A while back, I worked on an online Flash version of the game show Don’t Forget the Lyrics. It’s a game show where contestants get up and sing along to some music until the music stops dead and they have to fill in the rest of the line. They have three lifelines (a la Who Wants to be a Millionaire) they can use: show the first three words, turn the question into a multiple-choice question, or get their pre-appointed friend to answer for them. The first two are easy to code up, the third not so much. We didn’t have the budget to record people singing the missing lyrics, so it had to be text-based. We thought of randomly selecting one of the multiple choice answers, but realized that people would probably feel cheated at being given a wrong answer. And it would be too easy to just always give them the right answer.

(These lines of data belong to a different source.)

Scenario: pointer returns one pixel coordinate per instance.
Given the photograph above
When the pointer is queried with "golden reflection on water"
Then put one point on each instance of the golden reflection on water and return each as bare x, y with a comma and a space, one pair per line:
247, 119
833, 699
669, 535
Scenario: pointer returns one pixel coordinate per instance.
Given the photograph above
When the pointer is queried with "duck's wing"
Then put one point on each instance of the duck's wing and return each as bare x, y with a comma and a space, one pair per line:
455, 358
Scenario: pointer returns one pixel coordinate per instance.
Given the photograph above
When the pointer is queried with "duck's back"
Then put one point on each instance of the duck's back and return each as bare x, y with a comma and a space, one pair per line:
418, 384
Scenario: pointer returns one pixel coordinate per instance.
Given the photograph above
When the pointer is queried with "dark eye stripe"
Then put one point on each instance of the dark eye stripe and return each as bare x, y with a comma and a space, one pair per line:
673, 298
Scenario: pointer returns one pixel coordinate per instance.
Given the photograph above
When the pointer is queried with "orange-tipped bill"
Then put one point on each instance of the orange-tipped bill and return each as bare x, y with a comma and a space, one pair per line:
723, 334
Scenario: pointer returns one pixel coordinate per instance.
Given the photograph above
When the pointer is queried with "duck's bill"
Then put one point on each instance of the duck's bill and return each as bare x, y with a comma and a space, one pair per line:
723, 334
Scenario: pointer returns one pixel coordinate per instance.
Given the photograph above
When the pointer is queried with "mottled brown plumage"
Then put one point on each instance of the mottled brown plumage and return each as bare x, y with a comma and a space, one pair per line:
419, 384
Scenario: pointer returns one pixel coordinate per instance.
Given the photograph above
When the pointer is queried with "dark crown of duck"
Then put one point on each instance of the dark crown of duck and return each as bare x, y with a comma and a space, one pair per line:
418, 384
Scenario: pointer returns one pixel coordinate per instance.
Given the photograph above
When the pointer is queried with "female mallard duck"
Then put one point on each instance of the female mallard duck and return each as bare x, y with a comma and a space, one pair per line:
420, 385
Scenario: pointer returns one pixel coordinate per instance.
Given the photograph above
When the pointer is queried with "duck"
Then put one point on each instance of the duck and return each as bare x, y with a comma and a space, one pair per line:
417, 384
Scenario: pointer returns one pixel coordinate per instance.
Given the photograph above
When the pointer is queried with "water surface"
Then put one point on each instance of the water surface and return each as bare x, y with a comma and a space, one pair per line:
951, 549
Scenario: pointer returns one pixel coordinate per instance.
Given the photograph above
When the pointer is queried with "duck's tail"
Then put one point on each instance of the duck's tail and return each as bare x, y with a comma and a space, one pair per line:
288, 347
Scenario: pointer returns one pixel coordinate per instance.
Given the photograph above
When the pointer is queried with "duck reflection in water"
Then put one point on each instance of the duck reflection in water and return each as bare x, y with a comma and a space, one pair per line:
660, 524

At some point, I came up with the idea of showing the player a scrambled version of the correct answer. That would leave it up to the player’s skill to get the correct answer from it, so it wasn’t a guaranteed success but would still seem fair. Then I had to come up with an algorithm for scrambling words that wasn’t too easy, but wasn’t too hard for anyone to solve in the time limit.
Try 1: Scramble the whole string, including spaces.

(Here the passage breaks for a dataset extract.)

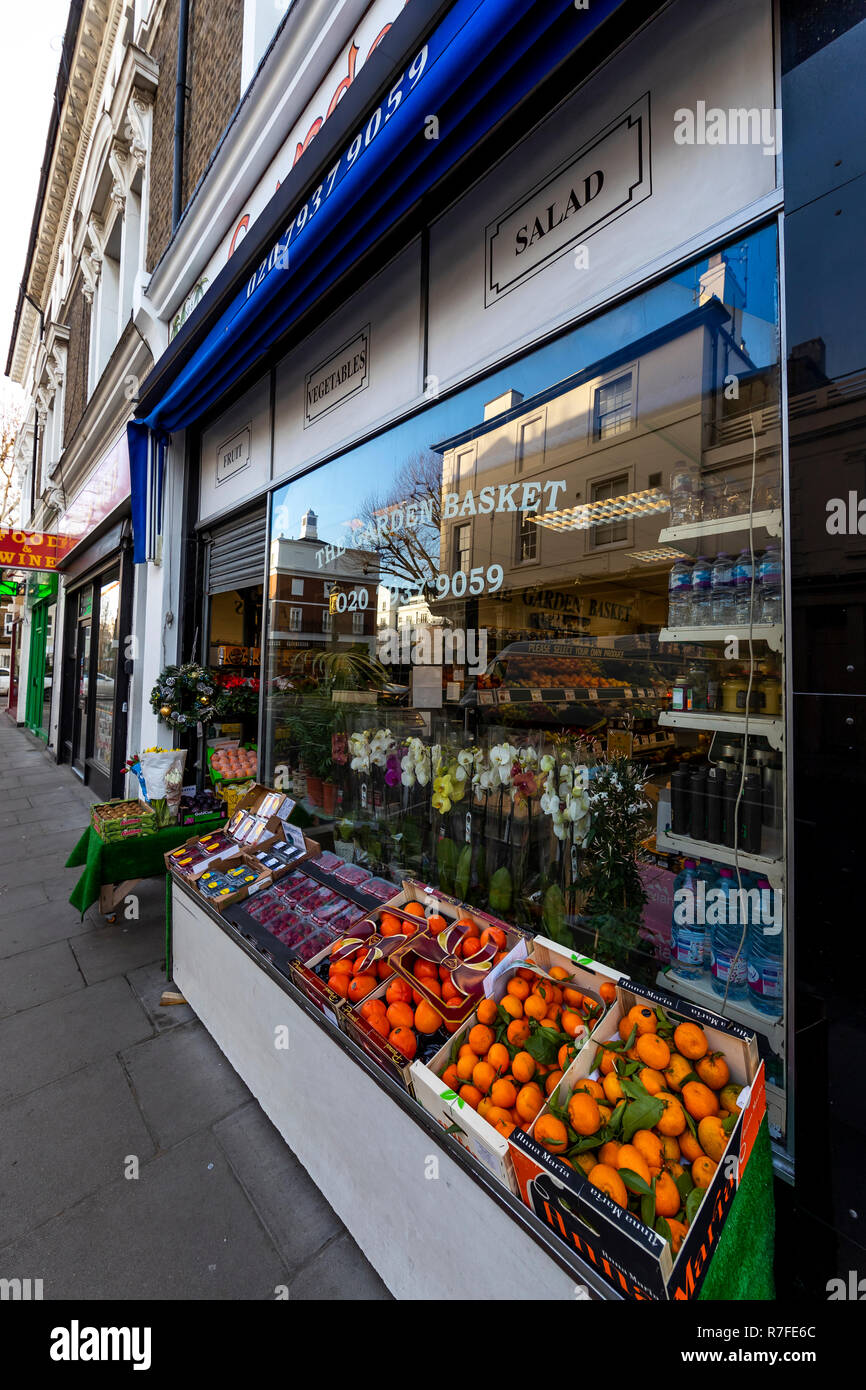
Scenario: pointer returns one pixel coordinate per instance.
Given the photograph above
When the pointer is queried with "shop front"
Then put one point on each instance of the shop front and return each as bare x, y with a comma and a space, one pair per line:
498, 541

Sample: UM LOYDE L AYEYO HHIAS LSRT MNP OTIM NOPKATSFOHA EEFEN
This was dead easy to code and incredibly hard to solve. Scrambling the spaces in with the rest of the letters made it especially hard, since people automatically read them as word boundaries.
Try 2: Split the string into words, then scramble each word
Sample: I DEAM ITSH AHFL YPNO LAFH MENYKO MTOENSR TO SEAEPL UOY
This was much better, but still pretty hard. The time limit on answering meant that people often ran out of time while trying to unscramble the string. But then I remembered an e-mail forward I’d seen which claimed that if you leave the first and last letters of a word intact but scramble the rest, people can still pretty much read it.
Try 3: Split the string into words, freeze the first and last letters, and scramble the middle ones. (For 2-letter words, give a 50% chance of swapping the order.)
Sample: I MDAE THIS HALF PONY HLAF MEKONY MSOETNR TO PAESLE YOU
This was too easy. 3-letter words were always in order, since freezing the first and last letters left a 1-letter string to scramble. 4-letter words would stay in order half the time since their inner length-2 string got scrambled.
Try 4: This had a lot of special cases.
- Split the string into words. For each word longer than 1 letter:
- If the word is 2 letters long, 50% chance of swapping the letters
- If the word is 3 letters long, scramble it
- If the word is 4 letters long, freeze the first letter and scramble the rest
- If the word is 5 or more letters, freeze the first and last letter and scramble the inner letters
Sample: I MEAD THSI HFLA PYON HLFA MEONKY MOESNTR OT PAESLE OUY
The results were really good! Easy enough to solve within the time limit most of the time, and just hard enough to feel good about solving. The computer science geek in me wishes there were some way to do it with fewer special cases and a continuous difficulty scale, but short words really need to be treated differently because of their length. Still, it was a pretty interesting problem. Who knew an e-mail forward would come in so handy?
(Incidentally, the phrase is “I made this half-pony half-monkey monster to please you”, which is from the song Skullcrusher Mountain by Jonathan Coulton. Check it out!)